I have been studying the implementation of voice calls recently. Now I have recorded my Implementation ideas here. However, this is a simple idea and a learning conclusion after Google and Baidu because of the first access to voice calls.
I think a voice call system has at least four modules. These are PCM (Pulse Code Modulation) Speech collection, encoding/decoding, network transmission, and audio playback. If UI interaction is counted, five modules are involved.
The overall process is probably as follows: A calls B, and a's voice is integrated with PCM raw data through mic, then encoded and compressed, and then connected through the network (establishing P2P connections) transmit the encoded data. End B decodes the data received by the network and calls the playback module to play the data.
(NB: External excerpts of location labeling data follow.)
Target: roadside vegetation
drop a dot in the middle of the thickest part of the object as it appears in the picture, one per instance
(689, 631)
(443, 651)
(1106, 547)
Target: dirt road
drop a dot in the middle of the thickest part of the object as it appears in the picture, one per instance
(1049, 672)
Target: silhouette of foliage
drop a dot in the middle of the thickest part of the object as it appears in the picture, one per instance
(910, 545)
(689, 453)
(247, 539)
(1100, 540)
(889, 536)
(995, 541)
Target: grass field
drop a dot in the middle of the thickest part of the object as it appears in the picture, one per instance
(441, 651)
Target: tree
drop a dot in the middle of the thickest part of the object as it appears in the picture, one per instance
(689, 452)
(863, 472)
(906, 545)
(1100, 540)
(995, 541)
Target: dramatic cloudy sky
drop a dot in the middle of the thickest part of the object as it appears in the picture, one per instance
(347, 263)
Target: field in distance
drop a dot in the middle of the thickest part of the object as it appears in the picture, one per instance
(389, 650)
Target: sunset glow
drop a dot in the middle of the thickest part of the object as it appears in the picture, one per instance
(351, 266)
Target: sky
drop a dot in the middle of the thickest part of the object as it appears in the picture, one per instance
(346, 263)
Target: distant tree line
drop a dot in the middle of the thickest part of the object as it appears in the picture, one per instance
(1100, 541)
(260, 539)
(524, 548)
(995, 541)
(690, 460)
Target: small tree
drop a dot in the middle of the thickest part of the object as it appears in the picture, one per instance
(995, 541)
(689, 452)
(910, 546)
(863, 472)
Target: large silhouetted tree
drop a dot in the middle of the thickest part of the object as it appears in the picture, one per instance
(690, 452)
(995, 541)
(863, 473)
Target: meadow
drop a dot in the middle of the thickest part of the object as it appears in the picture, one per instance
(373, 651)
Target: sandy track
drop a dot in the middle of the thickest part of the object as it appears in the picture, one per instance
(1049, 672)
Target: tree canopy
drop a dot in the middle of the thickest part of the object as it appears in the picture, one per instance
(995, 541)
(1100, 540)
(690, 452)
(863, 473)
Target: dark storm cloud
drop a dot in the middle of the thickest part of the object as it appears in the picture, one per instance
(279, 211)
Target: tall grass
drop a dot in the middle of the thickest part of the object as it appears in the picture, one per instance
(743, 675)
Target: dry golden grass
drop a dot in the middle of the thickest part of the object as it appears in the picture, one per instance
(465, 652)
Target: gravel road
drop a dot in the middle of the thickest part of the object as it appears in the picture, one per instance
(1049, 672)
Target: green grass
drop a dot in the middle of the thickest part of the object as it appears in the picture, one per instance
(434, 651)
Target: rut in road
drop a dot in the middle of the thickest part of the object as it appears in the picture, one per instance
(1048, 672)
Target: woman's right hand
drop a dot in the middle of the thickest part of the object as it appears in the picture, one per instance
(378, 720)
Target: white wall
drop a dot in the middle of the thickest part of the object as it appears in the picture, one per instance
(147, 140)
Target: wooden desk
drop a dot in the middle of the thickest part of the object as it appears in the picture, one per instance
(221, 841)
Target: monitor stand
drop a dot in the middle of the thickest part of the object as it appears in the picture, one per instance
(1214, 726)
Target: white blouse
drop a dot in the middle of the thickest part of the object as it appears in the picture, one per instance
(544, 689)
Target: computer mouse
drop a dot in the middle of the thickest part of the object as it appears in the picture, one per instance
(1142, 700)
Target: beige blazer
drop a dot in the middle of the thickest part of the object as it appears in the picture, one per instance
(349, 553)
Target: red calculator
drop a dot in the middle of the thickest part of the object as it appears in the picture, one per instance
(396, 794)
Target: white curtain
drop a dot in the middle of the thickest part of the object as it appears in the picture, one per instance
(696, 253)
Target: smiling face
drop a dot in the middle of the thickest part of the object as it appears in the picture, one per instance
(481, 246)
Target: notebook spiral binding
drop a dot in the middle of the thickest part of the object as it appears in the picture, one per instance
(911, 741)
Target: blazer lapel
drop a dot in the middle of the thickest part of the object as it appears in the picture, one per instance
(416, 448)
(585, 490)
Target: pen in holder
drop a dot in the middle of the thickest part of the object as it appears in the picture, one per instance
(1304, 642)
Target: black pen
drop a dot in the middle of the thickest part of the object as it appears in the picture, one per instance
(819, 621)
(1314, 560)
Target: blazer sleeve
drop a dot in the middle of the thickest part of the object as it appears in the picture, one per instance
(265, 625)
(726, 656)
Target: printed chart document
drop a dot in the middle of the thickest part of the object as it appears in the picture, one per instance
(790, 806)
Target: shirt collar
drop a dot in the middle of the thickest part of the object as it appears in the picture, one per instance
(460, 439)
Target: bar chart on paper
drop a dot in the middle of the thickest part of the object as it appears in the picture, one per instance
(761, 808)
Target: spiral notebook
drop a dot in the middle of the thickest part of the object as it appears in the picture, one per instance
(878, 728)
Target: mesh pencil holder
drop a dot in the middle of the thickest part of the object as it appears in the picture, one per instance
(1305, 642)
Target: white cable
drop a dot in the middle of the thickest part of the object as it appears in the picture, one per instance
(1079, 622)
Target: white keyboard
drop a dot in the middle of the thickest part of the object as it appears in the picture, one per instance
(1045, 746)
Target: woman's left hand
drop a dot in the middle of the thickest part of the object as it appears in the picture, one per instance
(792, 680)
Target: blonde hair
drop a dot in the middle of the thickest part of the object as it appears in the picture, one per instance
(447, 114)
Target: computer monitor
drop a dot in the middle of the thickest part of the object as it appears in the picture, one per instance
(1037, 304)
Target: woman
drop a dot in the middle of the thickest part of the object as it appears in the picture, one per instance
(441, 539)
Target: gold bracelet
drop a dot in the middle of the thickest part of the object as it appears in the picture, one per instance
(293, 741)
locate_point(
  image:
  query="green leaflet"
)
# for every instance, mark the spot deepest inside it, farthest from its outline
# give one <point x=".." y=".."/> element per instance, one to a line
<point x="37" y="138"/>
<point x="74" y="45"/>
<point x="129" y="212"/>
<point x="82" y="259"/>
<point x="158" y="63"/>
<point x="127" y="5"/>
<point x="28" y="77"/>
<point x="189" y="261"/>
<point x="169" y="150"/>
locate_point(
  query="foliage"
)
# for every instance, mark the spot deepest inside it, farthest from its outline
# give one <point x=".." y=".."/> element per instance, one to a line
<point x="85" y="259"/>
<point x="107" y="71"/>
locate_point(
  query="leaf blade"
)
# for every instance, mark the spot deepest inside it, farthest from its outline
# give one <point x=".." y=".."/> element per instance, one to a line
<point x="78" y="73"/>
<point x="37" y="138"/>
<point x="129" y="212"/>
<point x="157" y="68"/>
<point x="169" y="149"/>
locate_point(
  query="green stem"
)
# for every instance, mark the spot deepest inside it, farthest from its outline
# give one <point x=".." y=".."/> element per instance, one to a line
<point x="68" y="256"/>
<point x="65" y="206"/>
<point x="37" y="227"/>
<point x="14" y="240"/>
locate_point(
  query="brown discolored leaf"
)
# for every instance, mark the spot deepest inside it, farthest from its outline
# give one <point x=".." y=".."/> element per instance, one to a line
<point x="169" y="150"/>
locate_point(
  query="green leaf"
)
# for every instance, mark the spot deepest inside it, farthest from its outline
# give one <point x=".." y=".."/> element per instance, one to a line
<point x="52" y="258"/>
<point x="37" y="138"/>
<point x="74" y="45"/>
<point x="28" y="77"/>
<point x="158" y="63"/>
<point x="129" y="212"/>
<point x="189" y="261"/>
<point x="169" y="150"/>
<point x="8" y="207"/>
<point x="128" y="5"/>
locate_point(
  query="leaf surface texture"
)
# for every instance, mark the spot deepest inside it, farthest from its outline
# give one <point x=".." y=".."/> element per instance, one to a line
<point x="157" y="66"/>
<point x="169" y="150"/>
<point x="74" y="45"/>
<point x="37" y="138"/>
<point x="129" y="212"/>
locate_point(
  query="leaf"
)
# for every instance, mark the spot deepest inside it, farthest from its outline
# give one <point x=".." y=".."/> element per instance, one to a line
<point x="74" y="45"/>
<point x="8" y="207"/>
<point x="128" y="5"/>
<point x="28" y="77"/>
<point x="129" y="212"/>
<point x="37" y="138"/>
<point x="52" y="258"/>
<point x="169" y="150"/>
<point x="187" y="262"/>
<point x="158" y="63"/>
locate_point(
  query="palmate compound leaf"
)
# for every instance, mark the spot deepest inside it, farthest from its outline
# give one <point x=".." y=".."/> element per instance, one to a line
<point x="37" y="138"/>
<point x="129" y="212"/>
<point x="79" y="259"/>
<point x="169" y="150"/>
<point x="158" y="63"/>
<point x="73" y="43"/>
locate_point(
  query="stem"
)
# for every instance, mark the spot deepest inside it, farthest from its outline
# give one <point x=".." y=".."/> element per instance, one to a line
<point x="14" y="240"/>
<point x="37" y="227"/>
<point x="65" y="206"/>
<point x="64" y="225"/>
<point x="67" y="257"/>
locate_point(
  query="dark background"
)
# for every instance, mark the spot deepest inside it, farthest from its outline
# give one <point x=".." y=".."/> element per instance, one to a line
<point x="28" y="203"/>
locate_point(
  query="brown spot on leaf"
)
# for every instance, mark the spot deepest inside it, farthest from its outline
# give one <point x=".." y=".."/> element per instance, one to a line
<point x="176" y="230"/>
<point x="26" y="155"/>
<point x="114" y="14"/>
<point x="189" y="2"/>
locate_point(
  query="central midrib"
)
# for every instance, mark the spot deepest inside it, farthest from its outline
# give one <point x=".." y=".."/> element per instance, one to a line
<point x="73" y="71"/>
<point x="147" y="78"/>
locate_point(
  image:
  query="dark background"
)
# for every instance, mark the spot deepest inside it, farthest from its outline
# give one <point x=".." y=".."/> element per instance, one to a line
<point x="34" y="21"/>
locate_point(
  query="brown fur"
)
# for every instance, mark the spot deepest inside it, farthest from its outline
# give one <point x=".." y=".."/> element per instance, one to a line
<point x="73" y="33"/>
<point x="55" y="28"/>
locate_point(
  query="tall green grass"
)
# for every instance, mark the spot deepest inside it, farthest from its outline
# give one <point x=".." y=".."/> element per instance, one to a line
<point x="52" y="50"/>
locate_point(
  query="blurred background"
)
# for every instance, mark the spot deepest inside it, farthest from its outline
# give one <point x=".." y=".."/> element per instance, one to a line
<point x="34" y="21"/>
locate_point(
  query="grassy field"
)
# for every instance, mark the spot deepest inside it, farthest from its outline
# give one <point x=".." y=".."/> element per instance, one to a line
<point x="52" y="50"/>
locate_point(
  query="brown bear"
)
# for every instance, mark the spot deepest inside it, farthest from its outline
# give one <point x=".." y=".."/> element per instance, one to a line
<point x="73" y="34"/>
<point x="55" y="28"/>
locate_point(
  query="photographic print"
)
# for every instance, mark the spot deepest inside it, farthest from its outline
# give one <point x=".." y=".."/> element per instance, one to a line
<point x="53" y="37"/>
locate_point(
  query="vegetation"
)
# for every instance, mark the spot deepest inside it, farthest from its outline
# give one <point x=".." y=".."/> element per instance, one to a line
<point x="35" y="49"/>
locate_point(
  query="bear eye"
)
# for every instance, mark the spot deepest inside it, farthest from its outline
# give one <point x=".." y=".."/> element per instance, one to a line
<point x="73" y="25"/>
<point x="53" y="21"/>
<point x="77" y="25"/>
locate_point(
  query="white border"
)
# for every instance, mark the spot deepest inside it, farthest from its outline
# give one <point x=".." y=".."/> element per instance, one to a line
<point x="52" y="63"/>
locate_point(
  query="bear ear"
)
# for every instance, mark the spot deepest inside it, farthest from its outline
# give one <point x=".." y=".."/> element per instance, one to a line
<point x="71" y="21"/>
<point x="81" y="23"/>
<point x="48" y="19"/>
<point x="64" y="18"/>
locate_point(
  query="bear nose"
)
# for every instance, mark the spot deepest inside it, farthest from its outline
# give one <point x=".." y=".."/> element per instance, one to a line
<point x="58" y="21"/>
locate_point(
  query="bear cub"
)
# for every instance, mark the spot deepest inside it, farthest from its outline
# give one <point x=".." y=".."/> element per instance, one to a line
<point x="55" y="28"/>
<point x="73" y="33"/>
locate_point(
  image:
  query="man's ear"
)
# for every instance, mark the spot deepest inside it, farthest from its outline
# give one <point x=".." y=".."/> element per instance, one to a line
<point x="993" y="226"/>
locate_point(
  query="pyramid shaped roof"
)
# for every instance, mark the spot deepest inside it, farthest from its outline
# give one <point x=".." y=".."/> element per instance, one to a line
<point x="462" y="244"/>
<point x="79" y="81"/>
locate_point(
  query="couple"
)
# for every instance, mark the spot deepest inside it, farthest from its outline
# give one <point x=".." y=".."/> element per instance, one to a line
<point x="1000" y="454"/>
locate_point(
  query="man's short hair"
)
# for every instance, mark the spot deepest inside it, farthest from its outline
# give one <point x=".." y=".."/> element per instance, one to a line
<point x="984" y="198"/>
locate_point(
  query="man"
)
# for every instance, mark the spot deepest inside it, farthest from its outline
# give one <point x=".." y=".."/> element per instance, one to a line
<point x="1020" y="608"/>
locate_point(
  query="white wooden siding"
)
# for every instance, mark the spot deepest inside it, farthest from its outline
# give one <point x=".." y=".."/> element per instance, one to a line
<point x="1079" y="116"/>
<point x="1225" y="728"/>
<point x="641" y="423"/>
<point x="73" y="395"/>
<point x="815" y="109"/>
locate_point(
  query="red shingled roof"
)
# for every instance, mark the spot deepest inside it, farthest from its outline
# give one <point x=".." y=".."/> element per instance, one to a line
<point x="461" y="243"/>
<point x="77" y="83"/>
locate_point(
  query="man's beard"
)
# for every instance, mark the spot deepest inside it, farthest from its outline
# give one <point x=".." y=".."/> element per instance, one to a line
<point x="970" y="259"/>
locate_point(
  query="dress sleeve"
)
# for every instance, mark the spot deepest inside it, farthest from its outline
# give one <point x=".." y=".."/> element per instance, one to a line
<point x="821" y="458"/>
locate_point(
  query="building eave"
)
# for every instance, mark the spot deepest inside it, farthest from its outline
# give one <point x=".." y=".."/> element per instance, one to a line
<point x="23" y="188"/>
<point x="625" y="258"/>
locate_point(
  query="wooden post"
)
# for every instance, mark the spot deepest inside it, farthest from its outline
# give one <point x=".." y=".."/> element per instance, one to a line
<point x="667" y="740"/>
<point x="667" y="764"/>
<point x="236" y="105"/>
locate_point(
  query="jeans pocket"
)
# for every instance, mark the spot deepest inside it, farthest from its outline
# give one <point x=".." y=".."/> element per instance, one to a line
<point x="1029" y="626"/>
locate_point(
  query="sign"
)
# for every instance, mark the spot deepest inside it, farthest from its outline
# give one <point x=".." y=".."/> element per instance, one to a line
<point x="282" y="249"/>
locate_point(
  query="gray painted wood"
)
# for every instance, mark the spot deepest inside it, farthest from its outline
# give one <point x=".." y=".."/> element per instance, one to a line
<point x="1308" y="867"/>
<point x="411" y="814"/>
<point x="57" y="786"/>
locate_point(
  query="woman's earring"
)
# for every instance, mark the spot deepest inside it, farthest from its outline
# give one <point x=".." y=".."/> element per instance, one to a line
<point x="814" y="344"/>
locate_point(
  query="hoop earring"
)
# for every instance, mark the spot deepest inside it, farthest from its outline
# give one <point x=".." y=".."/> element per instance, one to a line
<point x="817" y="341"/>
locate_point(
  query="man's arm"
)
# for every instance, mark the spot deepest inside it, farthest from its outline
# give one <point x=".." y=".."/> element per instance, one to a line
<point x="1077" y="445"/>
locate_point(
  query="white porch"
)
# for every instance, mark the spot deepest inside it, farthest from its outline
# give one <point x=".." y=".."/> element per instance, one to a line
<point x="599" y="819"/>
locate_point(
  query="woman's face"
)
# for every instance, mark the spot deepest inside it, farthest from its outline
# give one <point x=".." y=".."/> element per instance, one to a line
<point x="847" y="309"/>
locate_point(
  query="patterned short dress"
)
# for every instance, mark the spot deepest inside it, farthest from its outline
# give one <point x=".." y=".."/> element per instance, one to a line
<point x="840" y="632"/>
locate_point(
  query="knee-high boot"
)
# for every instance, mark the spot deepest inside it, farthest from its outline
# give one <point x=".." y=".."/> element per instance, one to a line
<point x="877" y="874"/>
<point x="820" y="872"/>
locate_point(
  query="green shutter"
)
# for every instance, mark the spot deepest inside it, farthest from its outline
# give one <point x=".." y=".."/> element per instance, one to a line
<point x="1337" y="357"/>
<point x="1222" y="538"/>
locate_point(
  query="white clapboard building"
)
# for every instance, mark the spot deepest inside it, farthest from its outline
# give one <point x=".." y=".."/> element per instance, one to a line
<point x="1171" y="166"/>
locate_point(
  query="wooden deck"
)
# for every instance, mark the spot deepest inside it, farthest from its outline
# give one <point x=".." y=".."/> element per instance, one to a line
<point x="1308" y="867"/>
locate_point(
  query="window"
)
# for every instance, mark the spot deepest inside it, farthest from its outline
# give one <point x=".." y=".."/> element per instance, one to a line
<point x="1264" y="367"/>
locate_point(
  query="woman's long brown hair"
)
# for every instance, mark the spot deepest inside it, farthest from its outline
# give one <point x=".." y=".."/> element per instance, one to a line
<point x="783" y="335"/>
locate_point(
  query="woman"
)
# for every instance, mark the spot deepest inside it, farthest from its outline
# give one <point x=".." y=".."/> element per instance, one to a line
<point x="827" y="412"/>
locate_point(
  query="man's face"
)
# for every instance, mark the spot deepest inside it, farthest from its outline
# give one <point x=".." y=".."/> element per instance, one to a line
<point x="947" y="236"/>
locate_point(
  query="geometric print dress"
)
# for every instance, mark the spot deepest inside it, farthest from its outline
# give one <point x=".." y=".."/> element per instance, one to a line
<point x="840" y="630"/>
I. speech acquisition module
The Android platform uses the audiorecord interface to collect PCM data. This step is easier. However, you must note how to use the audiorecord interface. Parameters required to construct an audiorecord instance
Public audiorecord (INT audiosource, int samplerateinhz, int channelconfig, int audioformat, int buffersizeinbytes)
Audiosource |
The recording source. SeeMediaRecorder.AudioSource For recording source definitions. |
Samplerateinhz |
The sample rate expressed in hertz. 44100Hz is currently the only rate that is guaranteed to work on all devices, but other rates such as 22050,160 00, and 11025 may work on some devices. |
Channelconfig |
Describes the configuration of the audio channels. SeeCHANNEL_IN_MONO AndCHANNEL_IN_STEREO .CHANNEL_IN_MONO Is guaranteed to work on all devices. |
Audioformat |
The format in which the audio data is represented. SeeENCODING_PCM_16BIT AndENCODING_PCM_8BIT |
Buffersizeinbytes |
The total size (in bytes) of the buffer where audio data is written to during the recording. New audio data can be read from this buffer in smaller chunks than this size. SeegetMinBufferSize(int, int, int) To determine the minimum required buffer size for the successful creation of an audiorecord instance. Using values smaller than getminbuffersize () will result in an initialization failure. |
- Audiosource: mediarecorder. audiosource. Mic
- Samplerateinhz: recording frequency, which can be 8000hz or 11025hz. The value varies with hardware devices.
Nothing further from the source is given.